The information above tells how to pass the paths to the query sequence, database, and how to specify other values to control BLASTX, e.g.:

cline = NcbiblastxCommandline(query="m_cold.fasta", db="nr", evalue=0.001)

Now you will use this information to create a command-line object in the variable `cmd_blastx` that you can use to run our `BLASTX` query.

You will provide the locations of the query sequence (the penicillin-binding protein), the database you're searching against (the proteins from five other Kitosatospora species), and a location to write the output.

You will also specify the output format you require, with the option `outfmt=6`. This asks `BLASTX` to write a tab-separated tabular plain text file. This differs from the usual human-readable output you may be used to, but is particularly convenient for automated processing.
In [4]:
# Create command-line for BLASTX
cmd_blastx = NcbiblastxCommandline(query=query, out=blastout, outfmt=6, db=db)

The cmd_blastx object now contains instructions that are equivalent to running BLASTX at the command-line. We can even get it to print out a command-line that we could copy-and-paste into the terminal, to run the search:

In [5]:
# Get a working command-line
print(cmd_blastx)
blastx -out output/kitasatospora/AMK19_00175_blastx_kitasatospora.tab -outfmt 6 -query data/kitasatospora/k_sp_CB01950_penicillin.fasta -db data/kitasatospora/kitasatospora_proteins.faa

You don't need to use the terminal at all, though. You can run the BLASTX search from Python, by calling the cmd_blastx object, with:

cmd_blastx()

Although the code above is the simplest way to run the command, it can be worth doing something slightly more complex.

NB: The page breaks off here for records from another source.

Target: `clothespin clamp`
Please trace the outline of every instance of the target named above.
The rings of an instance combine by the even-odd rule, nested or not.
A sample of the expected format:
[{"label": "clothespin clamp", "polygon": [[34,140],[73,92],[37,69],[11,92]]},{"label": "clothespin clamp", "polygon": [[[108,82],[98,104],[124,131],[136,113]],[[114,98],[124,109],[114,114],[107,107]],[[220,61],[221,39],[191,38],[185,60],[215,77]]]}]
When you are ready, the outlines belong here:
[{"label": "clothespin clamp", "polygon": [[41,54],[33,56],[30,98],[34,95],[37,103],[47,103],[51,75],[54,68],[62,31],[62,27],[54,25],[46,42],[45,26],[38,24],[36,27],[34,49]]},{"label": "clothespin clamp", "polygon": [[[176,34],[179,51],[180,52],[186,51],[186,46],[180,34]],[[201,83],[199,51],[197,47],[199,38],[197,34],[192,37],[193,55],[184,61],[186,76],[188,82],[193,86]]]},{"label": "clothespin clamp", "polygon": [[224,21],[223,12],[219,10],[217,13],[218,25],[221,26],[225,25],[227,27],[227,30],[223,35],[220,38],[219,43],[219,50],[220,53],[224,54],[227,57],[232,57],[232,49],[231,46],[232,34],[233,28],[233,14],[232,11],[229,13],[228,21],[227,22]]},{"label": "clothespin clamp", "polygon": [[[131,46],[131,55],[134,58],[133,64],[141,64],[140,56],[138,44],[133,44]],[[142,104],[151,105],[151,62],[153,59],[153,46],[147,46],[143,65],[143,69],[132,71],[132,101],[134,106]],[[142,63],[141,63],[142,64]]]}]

Any Linux command can place information into two special streams: `STDOUT` and `STDERR` (pronounced 'standard-out' and 'standard-error'). As you might expect, `STDOUT` gets 'output', and errors are reported to `STDERR`. It is good practice to 'catch' these streams, and check them for reports from the program that's being run.
In [6]:
# Run BLASTX, and catch STDOUT/STDERR
# !! Do not execute cell if skipping computation !!
stdout, stderr = cmd_blastx()

# Check STDOUT, STDERR
print("STDOUT: %s" % stdout)
print("STDERR: %s" % stderr)
STDOUT: 
STDERR: Error: (1431.1) FASTA-Reader: Warning: FASTA-Reader: Ignoring FASTA modifier(s) found because the input was not expected to have any.

If everything has worked, there should be no information in either STDOUT or STDERR. You should, however now see a file named AMK19_00175_blastx_kitasatospora.tab in the output/kitasatospora directory. This file contains your BLASTX search results, and we shall import and inspect these in the next section.

Load BLASTX results

We have already defined a variable called blastout that holds the BLASTX search output, so we can use this when we load the data.

`Pandas` is a Python module that provides a dataframe structure, like that used in `R`, which is highly convenient for statistics and data analysis. Many powerful operations come built-in with `pandas`, and we will barely scratch the surface of its utility on this course. We will use it here to load in and inspect the `BLASTX` results that we've just generated.

First, you need to load the tab-separated data that describes the search results you just generated. You will do this with the `read_csv()` function from `pandas`, and put the results into the variable `results`. To make sure that the data is read correctly, you need to tell the function that the symbol which separates columns is a 'tab' (`sep="\t"`), and that there is no column header information provided (`header=None`).
In [7]:
# !! If you are skipping computational steps, uncomment the line below !!
#blastout = os.path.join('prepped', 'kitasatospora', 'AMK19_00175_blastx_kitasatospora.tab')  # BLAST output

# Read BLASTX output
results = pd.read_csv(blastout, sep="\t", header=None)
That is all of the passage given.